< Psalmen 113 >
1 Hallelujah! Looft, gij knechten des HEEREN! looft den Naam des HEEREN.
Dumisani uThixo. Dumisani uThixo, lina zinceku zakhe, dumisani ibizo likaThixo.
2 De Naam des HEEREN zij geprezen, van nu aan tot in der eeuwigheid.
Kalidunyiswe ibizo likaThixo, khona manje kanye laphakade.
3 Van den opgang der zon af tot haar nedergang, zij de Naam des HEEREN geloofd.
Kusukela okuphuma khona ilanga kusiyafika lapho elitshona khona, kufanele lidunyiswe ibizo likaThixo.
4 De HEERE is hoog boven alle heidenen, boven de hemelen is Zijn heerlijkheid.
UThixo uphakeme ngaphezu kwezizwe zonke, inkazimulo yakhe ngaphezulu kwamazulu.
5 Wie is gelijk de HEERE, onze God? Die zeer hoog woont.
Ngubani na onjengoThixo uNkulunkulu wethu, oNguye ohlezi ebukhosini phezulu,
6 Die zeer laag ziet, in den hemel en op de aarde.

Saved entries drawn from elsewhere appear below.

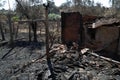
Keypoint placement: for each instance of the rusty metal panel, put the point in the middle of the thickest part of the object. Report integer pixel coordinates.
(71, 27)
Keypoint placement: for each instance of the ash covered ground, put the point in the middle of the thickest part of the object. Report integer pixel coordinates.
(27, 61)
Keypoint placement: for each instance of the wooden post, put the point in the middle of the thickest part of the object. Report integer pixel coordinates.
(47, 41)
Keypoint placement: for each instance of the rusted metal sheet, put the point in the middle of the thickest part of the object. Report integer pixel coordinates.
(72, 30)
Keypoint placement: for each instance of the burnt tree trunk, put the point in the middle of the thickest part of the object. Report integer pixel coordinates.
(33, 24)
(11, 30)
(1, 30)
(34, 28)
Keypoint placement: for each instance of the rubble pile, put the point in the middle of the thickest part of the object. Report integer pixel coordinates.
(29, 63)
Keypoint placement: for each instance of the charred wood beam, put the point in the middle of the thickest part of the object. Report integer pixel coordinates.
(104, 58)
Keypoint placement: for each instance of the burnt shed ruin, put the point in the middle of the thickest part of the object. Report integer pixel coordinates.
(91, 32)
(72, 28)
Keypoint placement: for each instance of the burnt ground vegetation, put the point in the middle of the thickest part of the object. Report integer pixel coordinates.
(27, 61)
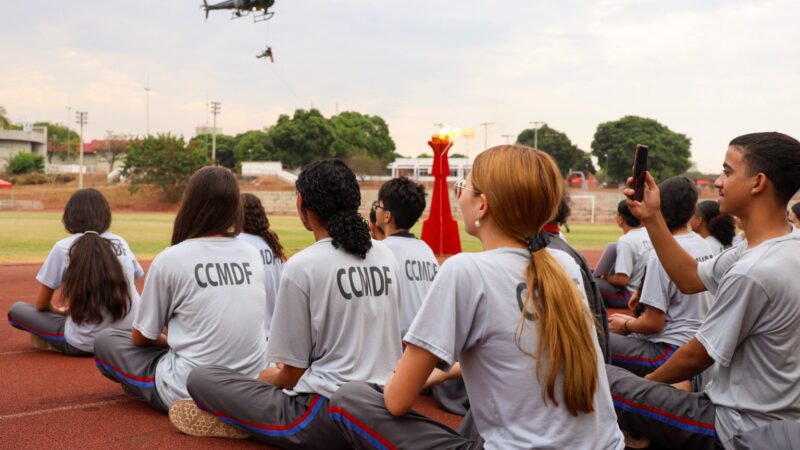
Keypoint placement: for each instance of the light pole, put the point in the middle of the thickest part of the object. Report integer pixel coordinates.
(81, 118)
(215, 109)
(485, 126)
(536, 125)
(147, 102)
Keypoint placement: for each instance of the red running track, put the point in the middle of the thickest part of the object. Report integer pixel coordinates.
(54, 401)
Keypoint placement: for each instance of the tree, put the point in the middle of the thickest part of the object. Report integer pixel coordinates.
(302, 138)
(5, 122)
(556, 143)
(254, 146)
(357, 134)
(225, 148)
(25, 162)
(614, 144)
(115, 148)
(163, 160)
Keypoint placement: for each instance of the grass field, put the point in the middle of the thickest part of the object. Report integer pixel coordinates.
(27, 237)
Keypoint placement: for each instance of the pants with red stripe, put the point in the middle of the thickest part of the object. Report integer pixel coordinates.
(669, 417)
(359, 411)
(264, 411)
(45, 324)
(638, 355)
(131, 365)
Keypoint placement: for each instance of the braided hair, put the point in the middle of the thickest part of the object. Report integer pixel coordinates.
(256, 222)
(329, 188)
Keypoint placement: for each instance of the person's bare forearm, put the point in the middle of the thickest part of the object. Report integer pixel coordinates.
(680, 266)
(688, 361)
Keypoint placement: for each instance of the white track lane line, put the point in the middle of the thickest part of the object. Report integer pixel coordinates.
(63, 408)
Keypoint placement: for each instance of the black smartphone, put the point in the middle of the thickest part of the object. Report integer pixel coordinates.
(639, 169)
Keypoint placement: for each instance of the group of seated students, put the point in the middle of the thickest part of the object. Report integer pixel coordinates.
(332, 347)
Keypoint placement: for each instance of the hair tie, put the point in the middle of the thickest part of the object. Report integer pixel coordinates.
(536, 243)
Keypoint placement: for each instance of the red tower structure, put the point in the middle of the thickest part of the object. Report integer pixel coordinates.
(439, 230)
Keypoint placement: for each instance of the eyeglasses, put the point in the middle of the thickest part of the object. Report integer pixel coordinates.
(376, 205)
(461, 185)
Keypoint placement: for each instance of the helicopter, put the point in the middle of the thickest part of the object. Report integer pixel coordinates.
(258, 8)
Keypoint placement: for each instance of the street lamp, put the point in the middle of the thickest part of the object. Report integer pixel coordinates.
(215, 110)
(536, 125)
(81, 118)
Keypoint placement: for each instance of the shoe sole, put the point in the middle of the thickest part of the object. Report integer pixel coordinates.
(191, 420)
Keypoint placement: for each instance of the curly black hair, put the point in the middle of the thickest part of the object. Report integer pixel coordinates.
(678, 199)
(405, 199)
(329, 189)
(721, 226)
(256, 222)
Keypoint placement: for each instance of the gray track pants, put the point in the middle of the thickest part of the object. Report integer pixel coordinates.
(131, 365)
(667, 416)
(265, 411)
(781, 435)
(45, 324)
(359, 411)
(639, 356)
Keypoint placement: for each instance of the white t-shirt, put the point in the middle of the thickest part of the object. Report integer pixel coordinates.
(715, 244)
(683, 313)
(273, 267)
(210, 293)
(751, 332)
(52, 273)
(418, 267)
(633, 253)
(337, 316)
(472, 314)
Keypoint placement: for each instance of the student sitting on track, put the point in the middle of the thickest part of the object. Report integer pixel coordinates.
(670, 318)
(207, 290)
(399, 206)
(552, 233)
(336, 320)
(95, 269)
(750, 332)
(633, 252)
(256, 232)
(717, 229)
(511, 315)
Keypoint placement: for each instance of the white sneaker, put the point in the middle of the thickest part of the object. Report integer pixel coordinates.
(191, 420)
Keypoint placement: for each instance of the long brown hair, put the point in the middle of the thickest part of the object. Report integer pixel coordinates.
(94, 282)
(256, 222)
(210, 206)
(524, 187)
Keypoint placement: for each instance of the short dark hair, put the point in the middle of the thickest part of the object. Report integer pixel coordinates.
(721, 226)
(678, 200)
(777, 156)
(627, 216)
(87, 210)
(210, 206)
(796, 209)
(405, 199)
(330, 189)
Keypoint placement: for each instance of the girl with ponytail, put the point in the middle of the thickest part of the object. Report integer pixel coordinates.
(515, 318)
(256, 232)
(716, 228)
(336, 320)
(95, 270)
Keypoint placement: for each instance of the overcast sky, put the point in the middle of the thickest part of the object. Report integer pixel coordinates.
(709, 69)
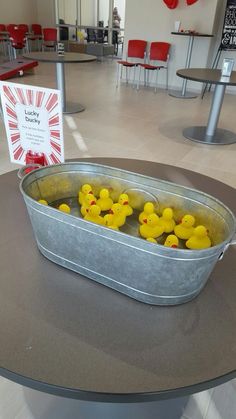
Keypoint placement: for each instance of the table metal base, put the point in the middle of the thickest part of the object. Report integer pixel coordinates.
(178, 94)
(73, 108)
(221, 136)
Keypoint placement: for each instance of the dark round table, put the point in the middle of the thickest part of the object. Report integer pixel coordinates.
(60, 61)
(210, 134)
(183, 94)
(64, 334)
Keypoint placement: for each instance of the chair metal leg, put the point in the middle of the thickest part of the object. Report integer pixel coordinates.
(156, 81)
(117, 74)
(134, 76)
(139, 76)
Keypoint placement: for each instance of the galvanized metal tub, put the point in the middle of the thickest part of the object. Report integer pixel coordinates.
(150, 273)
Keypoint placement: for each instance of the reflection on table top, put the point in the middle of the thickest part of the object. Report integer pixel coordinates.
(207, 75)
(68, 57)
(189, 33)
(65, 334)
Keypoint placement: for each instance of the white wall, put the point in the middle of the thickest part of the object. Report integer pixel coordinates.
(20, 11)
(88, 12)
(45, 12)
(153, 21)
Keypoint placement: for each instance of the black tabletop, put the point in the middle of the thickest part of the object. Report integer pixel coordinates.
(68, 57)
(206, 35)
(64, 334)
(207, 75)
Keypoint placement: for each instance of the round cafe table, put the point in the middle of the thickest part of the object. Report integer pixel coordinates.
(64, 334)
(60, 61)
(210, 134)
(183, 94)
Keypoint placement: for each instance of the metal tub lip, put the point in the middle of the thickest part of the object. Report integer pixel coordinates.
(98, 229)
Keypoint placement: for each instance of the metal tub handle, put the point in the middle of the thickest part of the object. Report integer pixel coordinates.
(151, 196)
(231, 243)
(24, 170)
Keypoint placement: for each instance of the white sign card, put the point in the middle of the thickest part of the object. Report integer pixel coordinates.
(33, 121)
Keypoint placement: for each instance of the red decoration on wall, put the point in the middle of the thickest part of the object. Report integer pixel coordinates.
(189, 2)
(172, 4)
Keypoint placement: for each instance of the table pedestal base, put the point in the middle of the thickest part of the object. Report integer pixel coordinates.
(221, 136)
(73, 108)
(179, 95)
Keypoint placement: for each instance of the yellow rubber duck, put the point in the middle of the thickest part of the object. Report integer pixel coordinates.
(119, 217)
(171, 241)
(64, 208)
(104, 201)
(167, 220)
(152, 227)
(88, 201)
(199, 239)
(151, 240)
(124, 201)
(185, 229)
(85, 190)
(93, 215)
(147, 210)
(43, 201)
(108, 220)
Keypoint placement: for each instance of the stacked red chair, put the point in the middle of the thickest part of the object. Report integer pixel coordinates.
(49, 38)
(159, 51)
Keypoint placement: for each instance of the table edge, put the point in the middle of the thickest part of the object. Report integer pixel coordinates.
(114, 397)
(193, 34)
(224, 83)
(27, 57)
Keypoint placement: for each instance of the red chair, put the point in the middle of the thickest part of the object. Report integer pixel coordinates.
(11, 26)
(49, 38)
(17, 38)
(24, 27)
(159, 51)
(37, 29)
(136, 50)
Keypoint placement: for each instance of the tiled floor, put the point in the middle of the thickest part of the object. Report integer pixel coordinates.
(142, 125)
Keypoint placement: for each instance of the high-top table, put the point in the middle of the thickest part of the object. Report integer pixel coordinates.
(183, 94)
(210, 134)
(64, 334)
(60, 61)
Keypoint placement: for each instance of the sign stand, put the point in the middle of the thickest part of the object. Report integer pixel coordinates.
(228, 37)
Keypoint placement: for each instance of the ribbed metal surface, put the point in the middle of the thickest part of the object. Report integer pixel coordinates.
(150, 273)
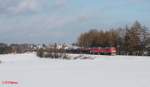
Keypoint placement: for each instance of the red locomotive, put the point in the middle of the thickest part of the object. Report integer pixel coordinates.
(104, 51)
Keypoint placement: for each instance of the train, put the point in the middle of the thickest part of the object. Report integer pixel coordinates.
(94, 50)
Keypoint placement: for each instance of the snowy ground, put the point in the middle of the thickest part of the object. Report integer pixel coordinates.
(99, 71)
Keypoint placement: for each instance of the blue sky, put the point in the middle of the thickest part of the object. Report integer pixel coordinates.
(44, 21)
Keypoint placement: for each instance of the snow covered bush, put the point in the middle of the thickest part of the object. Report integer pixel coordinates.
(52, 53)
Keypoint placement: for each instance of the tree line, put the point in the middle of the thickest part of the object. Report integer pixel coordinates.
(133, 40)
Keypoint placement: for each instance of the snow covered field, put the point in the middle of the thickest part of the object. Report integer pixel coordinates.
(99, 71)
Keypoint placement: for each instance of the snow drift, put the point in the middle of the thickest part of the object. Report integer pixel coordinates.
(99, 71)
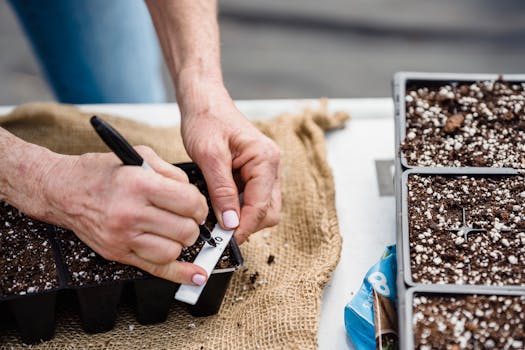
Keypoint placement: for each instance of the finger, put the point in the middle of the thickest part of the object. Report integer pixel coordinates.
(183, 199)
(217, 171)
(160, 166)
(257, 198)
(175, 271)
(154, 248)
(272, 217)
(168, 225)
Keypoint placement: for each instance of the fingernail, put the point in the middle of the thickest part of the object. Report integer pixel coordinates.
(230, 219)
(198, 279)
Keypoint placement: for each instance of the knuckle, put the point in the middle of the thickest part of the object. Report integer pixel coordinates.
(173, 251)
(120, 220)
(144, 150)
(112, 255)
(273, 219)
(224, 191)
(138, 184)
(261, 210)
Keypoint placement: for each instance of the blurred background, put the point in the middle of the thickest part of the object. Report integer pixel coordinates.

okhothama akhangele phansi emazulwini lasemhlabeni?
7 Die den geringe uit het stof opricht, en den nooddruftige uit den drek verhoogt;
Uyabavusa abampofu othulini, aphakamise abaswelayo esilotheni;
8 Om te doen zitten bij de prinsen, bij de prinsen Zijns volks.
abahlalise lamakhosana, amakhosana abantu bakibo.
9 Die de onvruchtbare doet wonen met een huisgezin, een blijde moeder van kinderen. Hallelujah!
Lomfazi oyinyumba umenza ahlale kuhle emzini wakhe afane lalowo ongunina wabantwana. Dumisani uThixo.